Formalisms for assessing the rate determining nature of elementary steps, including sensitivities and degrees of rate control, have been developed and applied widely under steady state conditions,^1,2 but not under under transient conditions. Specifically in the case of degrees of rate control, conservation criteria are violated when using degrees of rate control definitions developed at steady state, and additional terms that account for the sensitivity of the rate to the inverse of time have been proposed as a means for circumventing this issue.³ In this context, it is important to note that neither a universal definition of a transient degree of rate control nor a generalizable method for its calculation has been presented in the open literature thus far.

In this work, we use the special case of stable limit cycles to deconvolute path-dependent and path-independent degrees of rate control that carry the directional and magnitudinal contributions to the transient degrees of rate control (DRC). Applying the conventional DRC definition to a CO oxidation reaction system exhibiting oscillatory steady states (Figure 1A) yields uninterpretable results, as demonstrated by the calculations in Figure 1B. Figure 1C, on the other hand, plots path-independent DRCs which form regular patterns and sum to unity. Our work presents a novel, potentially generalizable formalism for assessing rate determining steps under transient conditions, and suggests paring of path-dependence (or directionality) as key to rigorously determining rate determining steps under transient conditions.

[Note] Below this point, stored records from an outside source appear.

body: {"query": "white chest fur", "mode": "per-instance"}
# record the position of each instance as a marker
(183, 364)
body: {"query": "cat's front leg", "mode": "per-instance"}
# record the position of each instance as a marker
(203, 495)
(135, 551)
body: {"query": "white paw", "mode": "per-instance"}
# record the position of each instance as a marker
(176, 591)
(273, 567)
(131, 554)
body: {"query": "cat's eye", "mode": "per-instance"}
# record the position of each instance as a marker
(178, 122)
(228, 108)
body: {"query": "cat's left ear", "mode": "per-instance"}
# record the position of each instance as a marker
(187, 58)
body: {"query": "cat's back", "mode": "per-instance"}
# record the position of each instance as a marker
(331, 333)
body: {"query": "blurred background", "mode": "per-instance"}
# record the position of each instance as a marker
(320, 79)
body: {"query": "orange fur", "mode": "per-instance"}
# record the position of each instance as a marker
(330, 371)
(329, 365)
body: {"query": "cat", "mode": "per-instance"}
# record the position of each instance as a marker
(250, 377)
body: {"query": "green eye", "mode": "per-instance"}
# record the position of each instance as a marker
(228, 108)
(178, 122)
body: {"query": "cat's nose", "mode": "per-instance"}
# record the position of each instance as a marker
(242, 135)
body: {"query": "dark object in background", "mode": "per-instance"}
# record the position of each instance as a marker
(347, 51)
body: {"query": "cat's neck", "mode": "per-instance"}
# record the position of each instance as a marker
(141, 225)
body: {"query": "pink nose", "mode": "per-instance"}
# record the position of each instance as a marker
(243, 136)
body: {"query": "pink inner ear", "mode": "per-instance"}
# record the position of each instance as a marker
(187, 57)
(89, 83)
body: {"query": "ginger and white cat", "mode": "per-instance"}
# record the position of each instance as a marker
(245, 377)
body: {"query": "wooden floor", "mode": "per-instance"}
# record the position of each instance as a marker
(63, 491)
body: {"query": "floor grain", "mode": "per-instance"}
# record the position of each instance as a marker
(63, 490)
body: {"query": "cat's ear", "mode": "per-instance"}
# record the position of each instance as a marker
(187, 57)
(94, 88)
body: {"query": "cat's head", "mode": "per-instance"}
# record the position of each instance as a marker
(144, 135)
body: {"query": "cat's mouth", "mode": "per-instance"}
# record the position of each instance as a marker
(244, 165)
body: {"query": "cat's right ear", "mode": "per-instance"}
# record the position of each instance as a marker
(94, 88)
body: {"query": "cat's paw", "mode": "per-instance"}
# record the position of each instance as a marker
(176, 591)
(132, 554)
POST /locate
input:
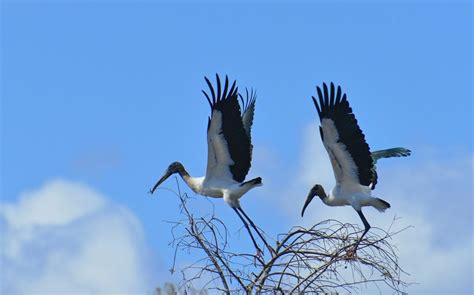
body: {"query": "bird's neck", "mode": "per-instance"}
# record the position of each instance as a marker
(194, 183)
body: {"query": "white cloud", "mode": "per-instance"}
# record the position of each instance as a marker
(432, 194)
(65, 237)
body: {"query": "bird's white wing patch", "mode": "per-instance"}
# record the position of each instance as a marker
(345, 169)
(218, 157)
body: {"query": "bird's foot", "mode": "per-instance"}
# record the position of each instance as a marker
(271, 250)
(259, 253)
(351, 253)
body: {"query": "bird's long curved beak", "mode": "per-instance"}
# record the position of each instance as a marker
(309, 198)
(163, 178)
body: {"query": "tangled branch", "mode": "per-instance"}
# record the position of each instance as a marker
(314, 259)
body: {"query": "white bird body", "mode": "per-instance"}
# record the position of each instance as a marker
(230, 190)
(229, 152)
(352, 162)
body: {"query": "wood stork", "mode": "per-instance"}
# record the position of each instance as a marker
(353, 163)
(229, 152)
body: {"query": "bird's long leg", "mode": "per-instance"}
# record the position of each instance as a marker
(259, 251)
(366, 225)
(256, 229)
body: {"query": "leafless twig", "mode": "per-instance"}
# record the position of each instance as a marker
(314, 259)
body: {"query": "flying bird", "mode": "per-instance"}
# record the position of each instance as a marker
(352, 162)
(229, 152)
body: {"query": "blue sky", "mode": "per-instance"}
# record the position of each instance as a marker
(106, 94)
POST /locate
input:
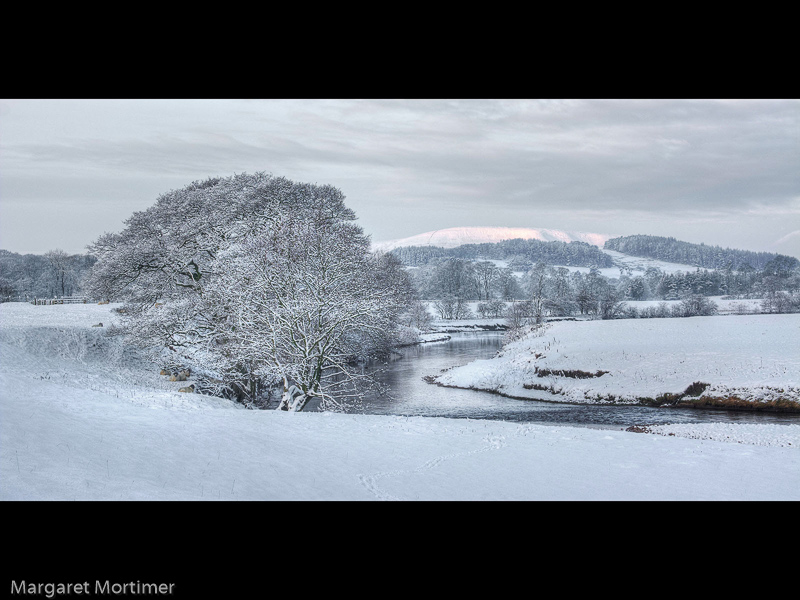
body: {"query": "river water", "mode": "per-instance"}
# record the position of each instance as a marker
(412, 396)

(1) Campbell, C. T. The Degree of Rate Control: A Powerful Tool for Catalysis Research. ACS Catal. 2017, 7 (4), 2770–2779.

(2) Motagamwala, A. H.; Dumesic, J. A. Microkinetic Modeling: A Tool for Rational Catalyst Design. Chem. Rev. 2021, 121 (2), 1049–1076.

(3) Foley, B. L.; Bhan, A. Degrees of Rate Control at Non(Pseudo)Steady-State Conditions. ACS Catal. 2020, 10 (4), 2556–2564.